On two-dimensional steady compactly supported Euler flows with constant vorticity

TL;DR

This paper investigates steady, compactly supported 2D Euler flows with constant vorticity, revealing existence, rigidity, and stability results for various overdetermined free-boundary problems.

Contribution

It introduces new existence and stability results for nontrivial Euler flows with constant vorticity, expanding the understanding of overdetermined elliptic problems.

Findings

Existence of nontrivial admissible domains for three classes of flows.

Rigidity results confirming uniqueness under certain conditions.

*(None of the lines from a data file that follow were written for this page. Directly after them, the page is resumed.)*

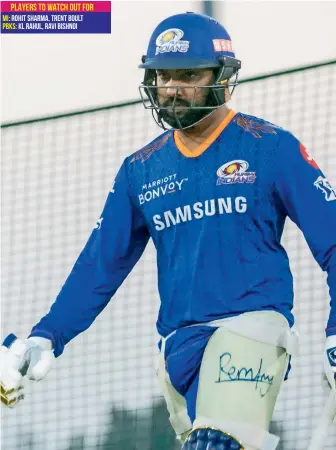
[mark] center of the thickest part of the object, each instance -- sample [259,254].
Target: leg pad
[211,439]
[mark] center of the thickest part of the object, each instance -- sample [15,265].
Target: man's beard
[179,119]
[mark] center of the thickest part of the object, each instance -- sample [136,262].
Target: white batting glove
[32,357]
[330,361]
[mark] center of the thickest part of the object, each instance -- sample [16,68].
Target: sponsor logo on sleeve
[307,157]
[324,186]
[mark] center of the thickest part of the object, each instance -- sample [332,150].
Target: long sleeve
[114,247]
[309,200]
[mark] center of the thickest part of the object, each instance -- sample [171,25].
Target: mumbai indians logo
[331,353]
[170,41]
[323,184]
[98,224]
[235,172]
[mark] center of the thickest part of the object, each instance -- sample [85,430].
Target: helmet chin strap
[191,117]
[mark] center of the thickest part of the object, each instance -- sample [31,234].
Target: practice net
[103,393]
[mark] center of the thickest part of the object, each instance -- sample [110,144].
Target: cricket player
[213,193]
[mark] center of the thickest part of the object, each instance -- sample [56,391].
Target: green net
[102,393]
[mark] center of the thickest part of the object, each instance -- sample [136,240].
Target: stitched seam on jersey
[208,141]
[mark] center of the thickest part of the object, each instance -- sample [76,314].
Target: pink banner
[49,7]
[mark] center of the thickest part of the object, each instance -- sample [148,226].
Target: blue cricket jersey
[216,216]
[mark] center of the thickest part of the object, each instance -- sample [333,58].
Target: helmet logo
[170,41]
[222,45]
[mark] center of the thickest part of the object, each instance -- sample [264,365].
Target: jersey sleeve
[310,201]
[112,250]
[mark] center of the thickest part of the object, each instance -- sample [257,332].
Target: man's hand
[330,361]
[20,357]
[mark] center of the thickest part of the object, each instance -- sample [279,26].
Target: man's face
[186,95]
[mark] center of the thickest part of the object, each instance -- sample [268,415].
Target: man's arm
[114,247]
[309,200]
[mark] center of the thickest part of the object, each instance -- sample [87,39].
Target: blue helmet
[189,41]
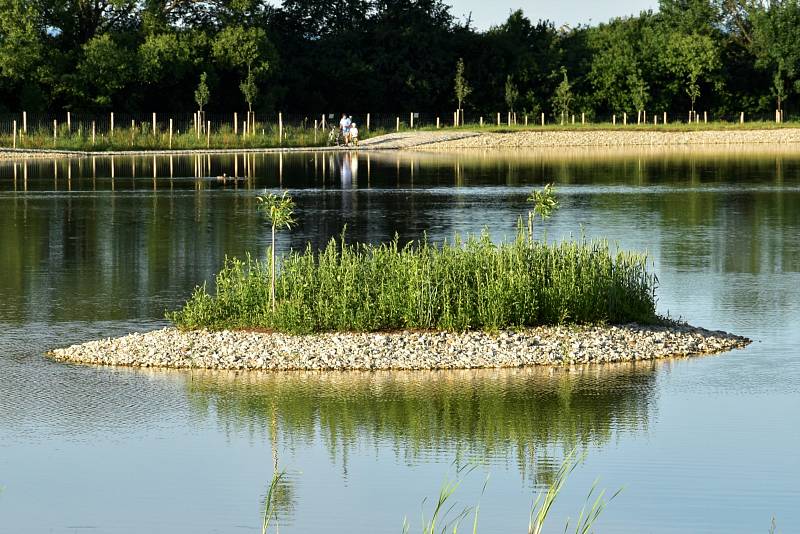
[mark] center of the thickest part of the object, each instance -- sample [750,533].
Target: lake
[99,247]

Standard annular flows are stable under small boundary perturbations.

Abstract

In this paper, we study the two-dimensional steady compactly supported incompressible Euler equations with free boundaries. We consider flows with constant vorticity that are perturbations of annular equilibria, in contrast to the laminar flows that predominate in the existing literature on steady water waves. More precisely, we analyze three distinct classes of steady Euler flows with compact support, which correspond, respectively, to partially overdetermined, two-phase overdetermined, and (fully) overdetermined elliptic free-boundary problems. Our main contributions are threefold. For each class, we first prove a flexibility result-the existence of nontrivial admissible domains-by combining shape derivatives with local bifurcation theory. Second, we establish the corresponding rigidity results. Third, we apply the implicit function theorem to show that the standard annular flows are stable under small perturbations of the Neumann boundary condition. These results provide new perspectives on the theory of overdetermined elliptic problems.